Predicting against the full BL Microsoft books metadata¶
We are now ready to run predictions against the full collection of metadata which contains all of the titles we want to have genre labels for.
full_metadata_url = (
"https://bl.iro.bl.uk/downloads/e4bf0f74-2c64-4322-93c7-0dcc5e5246da?locale=en"
)
dtypes = {
"BL record ID": "string",
"Type of resource": "category",
"Name": "category",
"Role": "category",
"Title": "string",
"Country of publication": "category",
"Place of publication": "category",
"Publisher": "category",
"Genre": "category",
"Languages": "category",
}
df_full = pd.read_csv(full_metadata_url, low_memory=False, dtype=dtypes)
As a reminder we can check how big this dataset is
len(df_full)
1752078
df_full = df_full[df_full.Title.notna()]
Creating our test data¶
We need to make sure that our data is processed in the same way when we do inference as when we make predictions. For example our text needs to be tokenized in the same way. This is made very easy in fastai because we can use the test_dl
method. This method knows how to process data for our model. We just need to pass in the relevant column containing our text.
titles = df_full.loc[:, "Title"]
learn_class.dls.num_workers = 0
%%time
test_data = learn_class.dls.test_dl(titles)
CPU times: user 30min 24s, sys: 1min 13s, total: 31min 38s
Wall time: 30min 19s
Once we have done this we can use the get_preds
method to run predictions against all of our data.
%%time
predictions = learn_class.get_preds(dl=test_data)
CPU times: user 3min 53s, sys: 8.72 s, total: 4min 1s
Wall time: 17min
You can see that this didn’t take too long considering the size of our data. We might want to double check our predictions match the lenght of our original data. If we just call length on predictions
len(predictions)
2
You can see we get something back which has len
2. Let’s have a look at this.
predictions
(tensor([[0.0759, 0.9241],
[0.1282, 0.8718],
[0.9074, 0.0926],
...,
[0.0986, 0.9014],
[0.0675, 0.9325],
[0.0834, 0.9166]]), None)
We can see that this is a tuple, with the first element containing the tensor we’re interested in. Let’s get the length of this.
len(predictions[0])
1752072
assert len(predictions[0]) == len(df_full)

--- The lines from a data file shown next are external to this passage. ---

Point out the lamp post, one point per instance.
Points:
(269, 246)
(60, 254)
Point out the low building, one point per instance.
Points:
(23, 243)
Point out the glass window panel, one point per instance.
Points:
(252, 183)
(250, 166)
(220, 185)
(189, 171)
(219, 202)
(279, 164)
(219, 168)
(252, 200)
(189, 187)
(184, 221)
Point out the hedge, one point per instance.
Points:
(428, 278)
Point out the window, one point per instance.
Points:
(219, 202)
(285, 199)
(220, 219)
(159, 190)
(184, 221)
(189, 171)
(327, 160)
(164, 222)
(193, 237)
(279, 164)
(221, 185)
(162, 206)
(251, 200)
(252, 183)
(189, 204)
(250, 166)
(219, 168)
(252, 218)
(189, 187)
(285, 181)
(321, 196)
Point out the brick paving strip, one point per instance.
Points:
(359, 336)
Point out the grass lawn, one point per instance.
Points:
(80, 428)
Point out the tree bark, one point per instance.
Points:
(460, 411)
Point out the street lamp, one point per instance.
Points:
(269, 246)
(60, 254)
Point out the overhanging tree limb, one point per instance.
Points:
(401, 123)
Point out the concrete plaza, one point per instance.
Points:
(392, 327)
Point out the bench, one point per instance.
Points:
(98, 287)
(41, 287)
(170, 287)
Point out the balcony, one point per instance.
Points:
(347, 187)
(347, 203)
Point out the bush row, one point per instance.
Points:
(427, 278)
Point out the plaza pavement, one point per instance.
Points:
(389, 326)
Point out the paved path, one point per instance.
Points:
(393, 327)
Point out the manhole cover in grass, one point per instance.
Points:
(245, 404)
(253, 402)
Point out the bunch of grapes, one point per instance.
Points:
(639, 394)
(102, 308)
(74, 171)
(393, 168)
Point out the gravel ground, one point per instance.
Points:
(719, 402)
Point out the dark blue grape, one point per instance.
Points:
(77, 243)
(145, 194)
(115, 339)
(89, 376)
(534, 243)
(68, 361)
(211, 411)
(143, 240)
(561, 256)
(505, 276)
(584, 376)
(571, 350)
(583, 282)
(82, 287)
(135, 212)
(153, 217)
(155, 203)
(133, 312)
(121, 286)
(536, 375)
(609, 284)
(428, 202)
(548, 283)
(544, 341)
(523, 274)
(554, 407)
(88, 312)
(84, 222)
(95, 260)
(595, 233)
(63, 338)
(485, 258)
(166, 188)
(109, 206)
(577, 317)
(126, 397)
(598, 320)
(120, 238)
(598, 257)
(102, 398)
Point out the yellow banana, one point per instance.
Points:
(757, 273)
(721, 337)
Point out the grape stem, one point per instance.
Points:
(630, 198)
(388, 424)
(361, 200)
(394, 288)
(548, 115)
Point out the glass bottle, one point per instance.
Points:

Since we only want the first element of our predictions tuple
let’s store it in a new variable preds_tensor
.
preds_tensor = predictions[0]
preds_tensor[0]
tensor([0.0759, 0.9241])
At the moment we have the probabilities for each label. We can get the vocab from our dls
attribute.
learn_class.dls.vocab[1]
['Fiction', 'Non-fiction']
To make it easier to work with this data let’s map our probabilties to this vocab. We’ll first store the argmax
value for each prediction i.e. the index of the max value.
df_full["predicted_label"] = preds_tensor.numpy().argmax(1)
We can then create a dictionary which we can use to map our 1
and 0
labels to the text versions
decode = dict(enumerate(learn_class.dls.vocab[1]))
decode
{0: 'Fiction', 1: 'Non-fiction'}
df_full.predicted_label = df_full.predicted_label.replace(decode)
We’ll create two new variables to store the probabilties for each of our labels.
import numpy as np
fiction_probs, non_fiction_probs = np.hsplit(preds_tensor.numpy(), learn_class.dls.c)
df_full["fiction_probs"] = fiction_probs
df_full["non_fiction_probs"] = non_fiction_probs
Let’s take a quick look at how our new columns look:
df_full[["Title", "predicted_label", "fiction_probs", "non_fiction_probs"]].head(5)
Title | predicted_label | fiction_probs | non_fiction_probs | |
---|---|---|---|---|
0 | Aabc [etc.] Jesus Vocales, eli äänelliset bokstawit Consonantes Luku-merkit | Non-fiction | 0.075868 | 0.924132 |
1 | A che serve il Papa? | Non-fiction | 0.128236 | 0.871764 |
2 | A. for Apple [An illustrated alphabet.] | Fiction | 0.907428 | 0.092572 |
3 | Á Grãa Bretanha | Non-fiction | 0.262661 | 0.737339 |
4 | A quien me entiende [On the factious spirit of the Mexican press. Signed: Uno de tantos.] | Non-fiction | 0.479002 | 0.520998 |
This looks like a fairly reasonable format for storing our predictions. Let’s save as a json
and csv
file.
df_full.to_json("bl_books_w_genre.json")
df_full.to_csv("bl_books_w_genre.csv", index=False)
Conclusion¶
We have now got a full set of predictions that we could work with. We might want to dig into the potential weakness of our model further though and try and improve on this intial model. We’ll do that in the next sections.